Sido

par

Une mère mythique, divinisée

Colette chérit tendrement ses souvenirs d’enfance. Non seulement ils lui rappellent sa symbiose avec la nature, mais aussi sa mère à qui elle donne une sorte d’aura mythique tellement elle paraît extraordinaire. Sa mère la couvre d’affection. Elle lui a donné le sobriquet de « Beauté, Joyau-tout-en-or », montrant combien Colette est précieuse à ses yeux. Comme une mère nourrit son enfant, Sido nourrit Colette de son amour de la nature, de la campagne, de son jardin, de ses fleurs : « elle entretenait toute l’année des reposoirs de plantes en pots, géraniums rares, rosiers nains, reines-des-prés aux panaches de brume blanche et rose ». C’est donc elle qui initie Colette au jardinage et aux mystères de la nature.

Aux yeux de Colette, Sido a des pouvoirs surnaturels, ce qui fait d’elle une déesse souveraine.

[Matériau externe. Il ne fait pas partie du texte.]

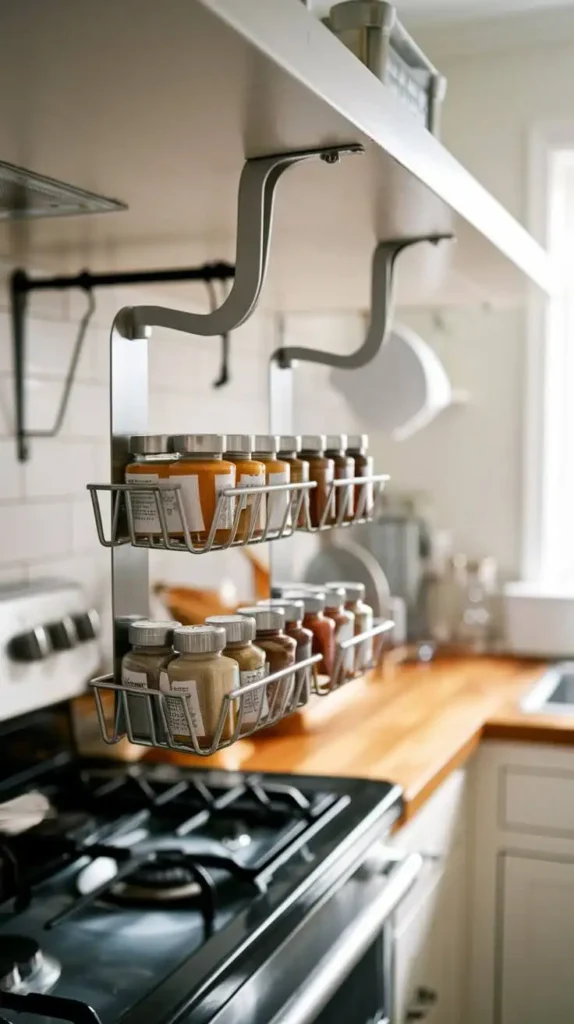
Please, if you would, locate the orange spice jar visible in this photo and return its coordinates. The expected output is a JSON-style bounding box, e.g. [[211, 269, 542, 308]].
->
[[225, 434, 266, 541], [169, 434, 235, 545]]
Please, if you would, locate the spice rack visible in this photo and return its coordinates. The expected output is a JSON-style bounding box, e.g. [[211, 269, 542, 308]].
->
[[88, 474, 389, 555], [90, 620, 393, 757]]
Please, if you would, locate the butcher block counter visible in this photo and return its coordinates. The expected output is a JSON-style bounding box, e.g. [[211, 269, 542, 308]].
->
[[147, 657, 574, 819]]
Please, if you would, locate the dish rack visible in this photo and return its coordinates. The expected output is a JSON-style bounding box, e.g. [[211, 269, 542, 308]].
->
[[88, 474, 389, 555], [90, 620, 393, 757]]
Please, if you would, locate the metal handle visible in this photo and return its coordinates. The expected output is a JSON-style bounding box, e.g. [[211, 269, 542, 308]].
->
[[270, 853, 423, 1024]]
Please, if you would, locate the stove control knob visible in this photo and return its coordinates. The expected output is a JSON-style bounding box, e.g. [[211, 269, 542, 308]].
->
[[8, 626, 52, 662], [46, 615, 78, 650], [72, 608, 99, 643]]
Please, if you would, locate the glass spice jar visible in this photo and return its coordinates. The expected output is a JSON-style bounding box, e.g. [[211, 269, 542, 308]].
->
[[237, 604, 297, 720], [325, 587, 355, 683], [224, 434, 266, 541], [121, 618, 181, 742], [169, 434, 235, 545], [206, 615, 269, 735], [160, 626, 239, 749], [278, 434, 309, 526], [347, 434, 374, 519], [125, 434, 177, 538], [299, 434, 335, 526], [253, 434, 291, 535], [325, 434, 355, 522]]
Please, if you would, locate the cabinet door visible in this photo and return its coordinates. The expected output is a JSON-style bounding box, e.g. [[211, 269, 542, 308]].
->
[[498, 856, 574, 1024]]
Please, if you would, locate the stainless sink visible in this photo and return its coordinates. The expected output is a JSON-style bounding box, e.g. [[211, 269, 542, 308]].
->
[[521, 662, 574, 715]]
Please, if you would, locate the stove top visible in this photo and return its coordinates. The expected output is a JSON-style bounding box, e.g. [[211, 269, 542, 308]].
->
[[0, 761, 400, 1024]]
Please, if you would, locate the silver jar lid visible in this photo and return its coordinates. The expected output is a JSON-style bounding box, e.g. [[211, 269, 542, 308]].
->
[[325, 580, 366, 601], [225, 434, 253, 455], [128, 618, 181, 647], [257, 597, 305, 623], [325, 434, 348, 452], [206, 615, 255, 643], [325, 587, 347, 608], [347, 434, 368, 452], [173, 626, 225, 654], [278, 434, 301, 455], [253, 434, 279, 455], [169, 434, 226, 455], [129, 434, 171, 455], [300, 434, 326, 452], [237, 604, 285, 633]]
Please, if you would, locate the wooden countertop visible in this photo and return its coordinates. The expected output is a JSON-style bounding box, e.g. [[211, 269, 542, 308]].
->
[[148, 657, 574, 819]]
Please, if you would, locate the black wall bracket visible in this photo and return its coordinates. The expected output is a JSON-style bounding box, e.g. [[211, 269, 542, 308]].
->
[[10, 262, 235, 462]]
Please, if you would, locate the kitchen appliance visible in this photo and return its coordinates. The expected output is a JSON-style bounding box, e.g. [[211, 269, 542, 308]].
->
[[0, 703, 422, 1024]]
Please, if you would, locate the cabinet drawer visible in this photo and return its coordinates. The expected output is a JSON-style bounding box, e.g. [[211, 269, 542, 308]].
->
[[499, 765, 574, 839]]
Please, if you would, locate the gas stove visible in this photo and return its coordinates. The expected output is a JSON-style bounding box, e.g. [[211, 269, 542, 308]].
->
[[0, 707, 401, 1024]]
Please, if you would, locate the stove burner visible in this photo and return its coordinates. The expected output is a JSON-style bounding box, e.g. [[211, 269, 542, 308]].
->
[[0, 935, 60, 994]]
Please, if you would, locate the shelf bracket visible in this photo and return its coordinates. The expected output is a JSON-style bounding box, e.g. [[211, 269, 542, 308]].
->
[[115, 144, 364, 339], [271, 234, 453, 370]]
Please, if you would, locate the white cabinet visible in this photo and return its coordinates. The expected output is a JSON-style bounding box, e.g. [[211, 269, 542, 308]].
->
[[499, 856, 574, 1024]]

Grâce à ses pouvoirs, elle est capable d’offrir à Colette les choses qu’on ne peut que voir, des choses qui ne se passent pas de main à main telles que l’aube que Colette chérit : « j’aimais tant l’aube… ma mère me l’accordait en récompense ».

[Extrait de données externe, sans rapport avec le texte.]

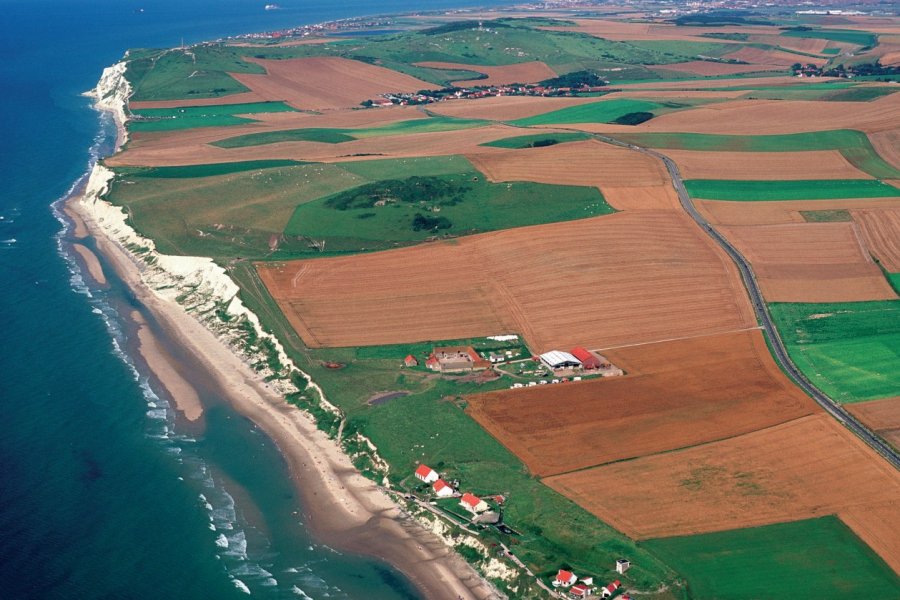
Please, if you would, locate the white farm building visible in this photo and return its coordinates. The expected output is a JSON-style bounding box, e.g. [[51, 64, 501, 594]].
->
[[541, 350, 581, 371]]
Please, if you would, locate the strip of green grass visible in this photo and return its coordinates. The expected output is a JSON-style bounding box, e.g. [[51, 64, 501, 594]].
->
[[642, 516, 900, 600], [116, 159, 308, 179], [616, 129, 900, 179], [480, 133, 591, 150], [770, 300, 900, 402], [512, 98, 663, 127], [684, 179, 900, 202], [212, 117, 489, 148]]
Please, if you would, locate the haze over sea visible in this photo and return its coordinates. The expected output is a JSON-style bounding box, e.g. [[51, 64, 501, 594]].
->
[[0, 0, 500, 599]]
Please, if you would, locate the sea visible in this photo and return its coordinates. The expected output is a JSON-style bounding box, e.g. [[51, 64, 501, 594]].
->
[[0, 0, 497, 600]]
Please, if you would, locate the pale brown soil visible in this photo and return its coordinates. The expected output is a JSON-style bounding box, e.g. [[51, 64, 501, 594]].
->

Aussi, Sido a une emprise sur toute la résidence. Elle sait tout, connaît tout, et peut tout contrôler. Grâce à son « ouïe, qu’elle garda fine », elle peut capter les « avertissements éoliens » et prédire une pluie ; et elle a toujours raison : « Il pleuvra ici dans deux ou trois minutes seulement. » De même, elle n’a pas besoin de rapport météorologique pour anticiper le dégel, il lui suffit simplement d’observer de près le comportement de sa chatte : « Pour un petit froid passager […] la chatte se roule en turban, le nez contre la naissance de la queue. Pour un grand froid, elle gare la plante de ses pattes de devant et les roule en manchon. » Et comme une véritable déesse, elle remercie les personnes qui lui sont inférieures de leurs faveurs à son égard : « elle vouait à des génies subalternes, invisibles, une fraîche offrande. »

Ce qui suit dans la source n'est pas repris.